Hinweis: Bericht aus einer einzigen Quelle; Bestätigung steht noch aus.

Laut UN-Menschenrechtsexperten unter der Leitung von Missionschef Mohamed Chande Othman kontrollieren die sudanesischen Streitkräfte (SAF), die Rapid Support Forces (RSF) und verbündete Gruppen zunehmend die von dem Konflikt betroffene Bevölkerung und unterwerfen die Zivilbevölkerung einer weitverbreiteten Repression, die sich auf nahezu alle Lebensbereiche auswirkt.
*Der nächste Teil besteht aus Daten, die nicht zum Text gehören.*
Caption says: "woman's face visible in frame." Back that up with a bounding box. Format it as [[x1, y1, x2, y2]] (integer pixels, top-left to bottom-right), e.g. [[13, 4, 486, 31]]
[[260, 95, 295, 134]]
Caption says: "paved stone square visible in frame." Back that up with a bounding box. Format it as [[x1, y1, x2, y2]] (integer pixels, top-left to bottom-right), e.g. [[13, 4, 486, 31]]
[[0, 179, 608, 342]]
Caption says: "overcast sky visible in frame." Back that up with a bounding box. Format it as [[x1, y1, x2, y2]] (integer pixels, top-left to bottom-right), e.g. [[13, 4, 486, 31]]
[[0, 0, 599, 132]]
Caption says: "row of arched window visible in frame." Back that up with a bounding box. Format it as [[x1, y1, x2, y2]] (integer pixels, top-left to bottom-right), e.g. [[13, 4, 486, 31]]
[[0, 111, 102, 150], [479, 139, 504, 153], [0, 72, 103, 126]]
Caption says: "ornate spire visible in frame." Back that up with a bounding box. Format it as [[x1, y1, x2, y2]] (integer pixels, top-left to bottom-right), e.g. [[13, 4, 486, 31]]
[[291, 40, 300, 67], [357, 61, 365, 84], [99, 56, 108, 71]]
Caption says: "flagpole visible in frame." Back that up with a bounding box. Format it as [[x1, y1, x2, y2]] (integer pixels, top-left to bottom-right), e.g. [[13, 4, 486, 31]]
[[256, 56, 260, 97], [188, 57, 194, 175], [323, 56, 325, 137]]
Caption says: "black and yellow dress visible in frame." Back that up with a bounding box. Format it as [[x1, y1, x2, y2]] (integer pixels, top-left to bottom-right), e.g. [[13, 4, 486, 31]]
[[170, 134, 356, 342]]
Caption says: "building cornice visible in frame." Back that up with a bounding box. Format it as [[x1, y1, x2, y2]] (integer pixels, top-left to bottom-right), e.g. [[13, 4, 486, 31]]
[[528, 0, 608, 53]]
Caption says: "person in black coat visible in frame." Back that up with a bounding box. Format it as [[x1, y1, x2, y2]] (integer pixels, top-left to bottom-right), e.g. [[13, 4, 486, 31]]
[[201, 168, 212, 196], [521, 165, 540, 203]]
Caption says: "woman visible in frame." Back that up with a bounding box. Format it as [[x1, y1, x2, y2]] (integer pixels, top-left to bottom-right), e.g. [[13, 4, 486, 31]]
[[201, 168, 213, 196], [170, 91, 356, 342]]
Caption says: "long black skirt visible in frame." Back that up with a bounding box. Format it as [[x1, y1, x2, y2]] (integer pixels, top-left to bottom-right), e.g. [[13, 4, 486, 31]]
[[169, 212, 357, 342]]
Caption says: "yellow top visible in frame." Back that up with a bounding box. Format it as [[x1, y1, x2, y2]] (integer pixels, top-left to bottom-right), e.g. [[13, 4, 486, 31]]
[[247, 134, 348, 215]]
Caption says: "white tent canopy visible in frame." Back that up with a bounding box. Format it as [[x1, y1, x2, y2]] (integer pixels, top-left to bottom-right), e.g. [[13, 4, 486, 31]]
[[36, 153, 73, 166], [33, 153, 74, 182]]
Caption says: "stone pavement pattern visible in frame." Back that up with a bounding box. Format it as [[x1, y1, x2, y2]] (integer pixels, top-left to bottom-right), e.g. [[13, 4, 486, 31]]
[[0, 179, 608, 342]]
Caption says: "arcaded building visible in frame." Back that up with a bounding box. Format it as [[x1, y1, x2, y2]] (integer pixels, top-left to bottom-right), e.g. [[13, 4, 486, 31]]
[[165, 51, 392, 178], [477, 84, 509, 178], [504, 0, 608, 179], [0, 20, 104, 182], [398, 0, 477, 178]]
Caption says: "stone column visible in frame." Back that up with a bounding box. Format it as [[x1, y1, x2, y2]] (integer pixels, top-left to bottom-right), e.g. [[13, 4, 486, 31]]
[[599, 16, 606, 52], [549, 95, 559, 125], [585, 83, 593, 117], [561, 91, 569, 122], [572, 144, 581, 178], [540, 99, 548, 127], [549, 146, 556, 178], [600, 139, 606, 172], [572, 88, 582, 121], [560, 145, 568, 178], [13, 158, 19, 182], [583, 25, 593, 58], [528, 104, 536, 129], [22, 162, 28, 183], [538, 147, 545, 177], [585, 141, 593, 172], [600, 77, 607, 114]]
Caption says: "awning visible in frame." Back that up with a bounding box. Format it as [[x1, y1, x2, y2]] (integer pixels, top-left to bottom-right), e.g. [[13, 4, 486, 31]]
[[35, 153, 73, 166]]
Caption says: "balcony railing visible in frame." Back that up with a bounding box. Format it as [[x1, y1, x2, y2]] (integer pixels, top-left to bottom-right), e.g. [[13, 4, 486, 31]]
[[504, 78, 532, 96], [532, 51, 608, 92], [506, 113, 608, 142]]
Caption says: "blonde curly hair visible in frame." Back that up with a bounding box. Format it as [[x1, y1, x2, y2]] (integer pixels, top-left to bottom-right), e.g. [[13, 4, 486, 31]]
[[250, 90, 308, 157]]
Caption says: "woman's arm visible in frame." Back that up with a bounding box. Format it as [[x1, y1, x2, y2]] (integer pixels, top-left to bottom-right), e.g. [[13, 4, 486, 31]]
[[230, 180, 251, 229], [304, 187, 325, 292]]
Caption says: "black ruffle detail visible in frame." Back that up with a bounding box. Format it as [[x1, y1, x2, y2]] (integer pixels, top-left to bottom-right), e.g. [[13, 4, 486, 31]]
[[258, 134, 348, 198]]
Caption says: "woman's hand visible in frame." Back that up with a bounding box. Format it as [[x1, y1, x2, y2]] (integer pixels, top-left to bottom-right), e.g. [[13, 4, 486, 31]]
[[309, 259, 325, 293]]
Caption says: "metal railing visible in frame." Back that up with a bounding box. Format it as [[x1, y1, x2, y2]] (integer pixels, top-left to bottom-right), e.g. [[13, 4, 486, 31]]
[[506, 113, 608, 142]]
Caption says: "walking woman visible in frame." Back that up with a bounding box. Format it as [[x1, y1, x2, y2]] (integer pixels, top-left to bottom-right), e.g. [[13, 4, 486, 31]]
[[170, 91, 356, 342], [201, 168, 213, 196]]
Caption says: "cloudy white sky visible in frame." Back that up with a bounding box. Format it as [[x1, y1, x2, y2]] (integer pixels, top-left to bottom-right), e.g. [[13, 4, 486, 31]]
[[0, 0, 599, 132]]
Der Verkehr zwischen den Gebieten ist gefährlich, da Zivilisten an Kontrollpunkten angehalten, ohne ordentliches Verfahren festgenommen und beschuldigt werden, die gegnerische Seite zu unterstützen. Berichten zufolge hat diese Situation einige Zivilisten gezwungen, Loyalität zu beweisen oder sich einer Seite anzuschließen, um Sicherheit, Freiheit und wirtschaftliches Überleben zu gewährleisten, wie Expertin Joy Ngozi Ezeilo feststellte.

Die Mission dokumentierte Fälle, in denen Familien im Zusammenhang mit willkürlichen Verhaftungen Erpressung ausgesetzt sind. Die geforderten Lösegelder für die Freilassung von Angehörigen betragen teilweise bis zu 40.000 US-Dollar – eine Summe, die für viele angesichts von Konflikten, Vertreibung und sich verschlechternden Lebensgrundlagen unerreichbar ist. Händler, die in Regionen wie El Fasher, El Obeid, Dilling und Kadugli die Frontlinien überqueren, sind einem erhöhten Risiko von Inhaftierung und Entführung ausgesetzt, was die lokale Wirtschaft und die Nahrungsmittelversorgung weiter beeinträchtigt.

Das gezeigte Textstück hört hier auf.